„Gott hab‘ ihn selig!“
Otto von Habsburg war einer der interessantesten Menschen, denen ich je begegnet bin. Er wusste so ziemlich alles über das Leben, über Kultur, Soziales, Gesellschaft, Wirtschaft oder Politik und Geschichte. Er war ein wandelndes Lexikon, immer bereit den interessierten Zuhörer an seinem Wissen teilhaben zu lassen, zu debattieren, aber auch zu Dozieren. Das war faszinierend. Nie ist er dabei belehrend aufgetreten oder gar mit seinem Wissen protzend. Nein, er war dabei stets bescheiden und formvollendet höflich. Ein Gentleman vom Scheitel bis zur Sohle. Es ist ihm sogar gelungen, seine Kinder so stark für sich einzunehmen, dass diese freiwillig und mit großer Liebe und Enthusiasmus für seine Ziele eingetreten sind. Sie haben seine Sache zu ihrer eigenen gemacht, wie viele andere auch, die der Erzherzog zu faszinieren verstanden hat. Ein ganz großer Motivator, der seine visionäre Europa-Idee immer verfolgt hat, auch wenn er manchmal schmerzlich spüren musste, wie wenig er vom Mainstream verstanden wurde.
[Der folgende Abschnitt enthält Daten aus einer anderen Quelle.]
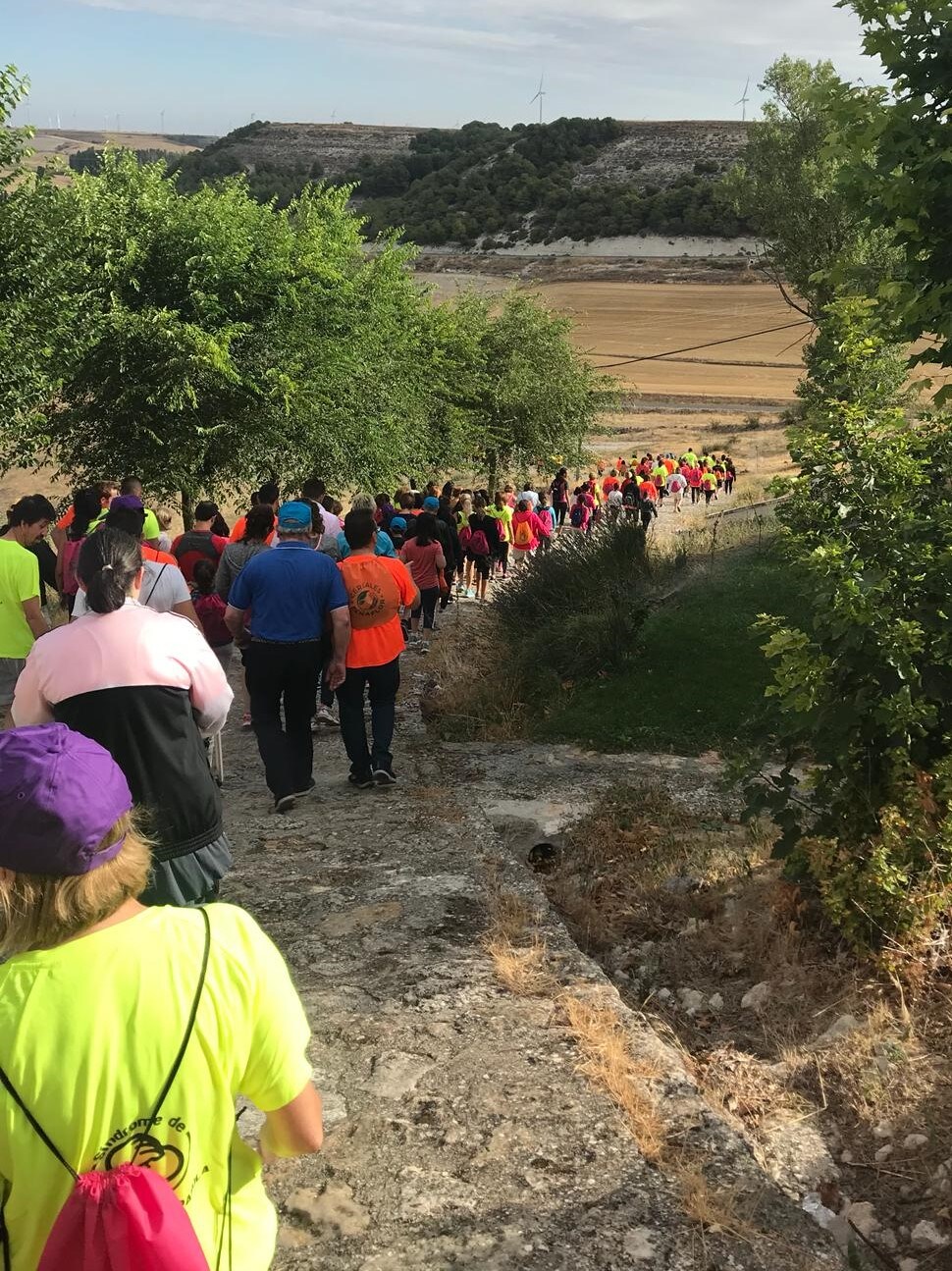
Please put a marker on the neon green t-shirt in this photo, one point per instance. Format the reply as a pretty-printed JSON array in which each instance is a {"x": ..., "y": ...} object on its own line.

Otto von Habsburg war ein ganz Großer, der demütig niederknien konnte vor seinem Herrgott, der die Menschen mit seiner bescheidenen Höflichkeit für sich gewinnen konnte. Ich bin froh, ihn gekannt zu haben, bin froh, immer seine Gesellschaft gesucht zu haben, denn ich habe jedes Mal etwas Wertvolles gelernt.
Als er einmal vor mir in seinen Kalender schaute und ich sah wie viele Termine eingetragen waren, äußerte ich  großes Erstaunen darüber, dass ein Mann der an die 90 Jahre alt war noch so viele Termine wahrnehmen konnte. Da zeigte er mir ganz stolz was er in den nächsten Tagen vorhatte: Vortrag vor der Loge des großen Orients. „Oh lal a“, sagte ich, „Du sprichst bei den Maurern?“ – „Ja“, sagte er, „wenn der heilige Bonifatius nicht zu den Germanen gepredigt hätte, wären die Deutschen immer noch Heiden“.
Gott hab‘ ihn selig – wir jedenfalls bewahren dankbar sein Andenken.